Delanie turned in the second draft of her second paper this week.  Many of her sentence-level issues, including some we had specifically pulled out to work on last week, remained and she hadn’t carefully proofread the sections of analysis she added.  I only made comments on structural and thematic issues and wrote in my letter and talked with her at the beginning of class about the draft process and the importance of taking as large a step forward as possible with each set of edits.  In class, I shared “Writer’s Diet test” website with her, which showed she had two many nouns and “be” verbs.  I explained how both were related to the passive voice we had talked about in earlier weeks, and asked her to edit the paragraph we ran through the website.  She usually writes in class by hand, so we didn’t run it through the test again but I thought it improved significantly and quickly during class.  I think (and she said) that a simple tool like the test is a good starting place for her editing, because she’s consistently been able to correct her sentence-level errors once I point them out, but has some trouble knowing where to start the editing process.  We turned to her introduction and went through it together, editing the sentences that I had highlighted to be cut down or combined.  She did well again, and I said that this intensive process should take place for every paragraph of her final draft.  We briefly discussed some places to dive into deeper analysis, and her final draft is due on Saturday night.

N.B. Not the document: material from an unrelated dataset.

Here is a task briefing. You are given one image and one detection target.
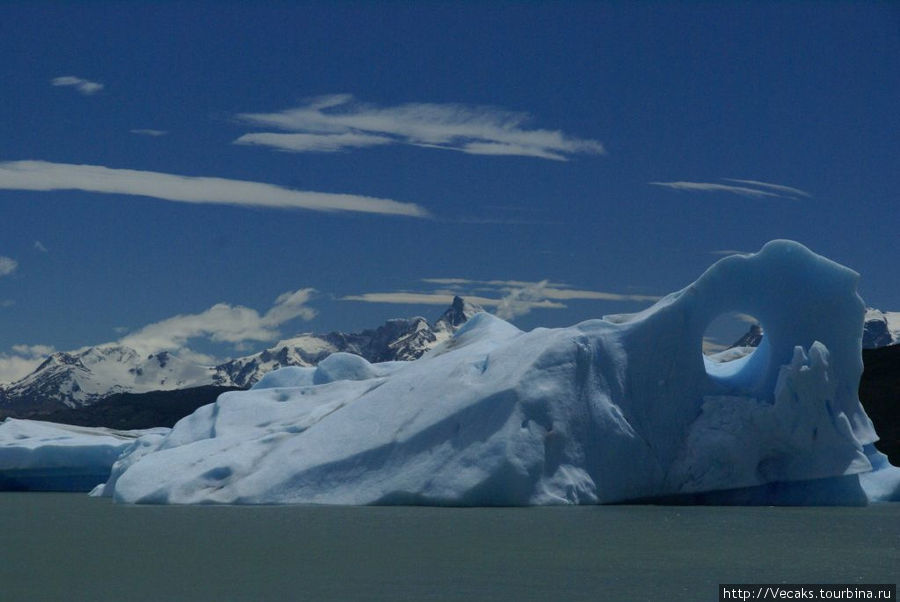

At the start of class with Estefania, we talked about the first draft of her new speech assignment, this time about the revitalization of San Antonio’s downtown.  I suggested that her second draft be more of an addition process than an editing process, incorporating more concrete images to the great emotional appeal she made to the city’s pride and culture, and a “call to action” to answer the audience’s question of what they should do after hearing her speak.  Next, I asked about my midterm report and any feedback she had as we moved into the last weeks of the course.  She brought up her own time management, so for her final paper, we may break down the draft process even further during the week.  I said that Writ 125 and 199 are designed to show students the benefits of multiple drafts, although this is sometimes hard to replicate in other courses.  I talked about my own writing process as well, and how much can be accomplished through thinking about a paper even before starting to write (I like to think about an 80% thinking, 20% writing time management breakdown).  She brought up Professor Johnson’s cover letter assignments in 125 that she had misinterpreted at the time, but said she now understood what she should have written when asked about her thought process for each assignment.  She also brought up some feedback she’d gotten from her other professors.  She had pulled good quotes but hadn’t explained them thoroughly in one paper, and in another her professor pointed out run-on sentences and paragraphs that were too long.  During next class, we’re going to look closely at Emily Dickinson’s “If I can stop one heart from breaking,” to force a close analysis.  Estefania felt like she was wasting a limited word count explaining quotes, but I told her to think instead about making it “worth it” to include the quote and explaining it so that it would further her argument as much as possible.  For next week, she’ll turn in the second draft of her speech and I gave her a “thinking assignment” – just to think about the poem, why she likes it, and how she might write about it in class.  I was glad we had a long discussion about some of these more technical issues that have been missing in the less conventional speechwriting assignment.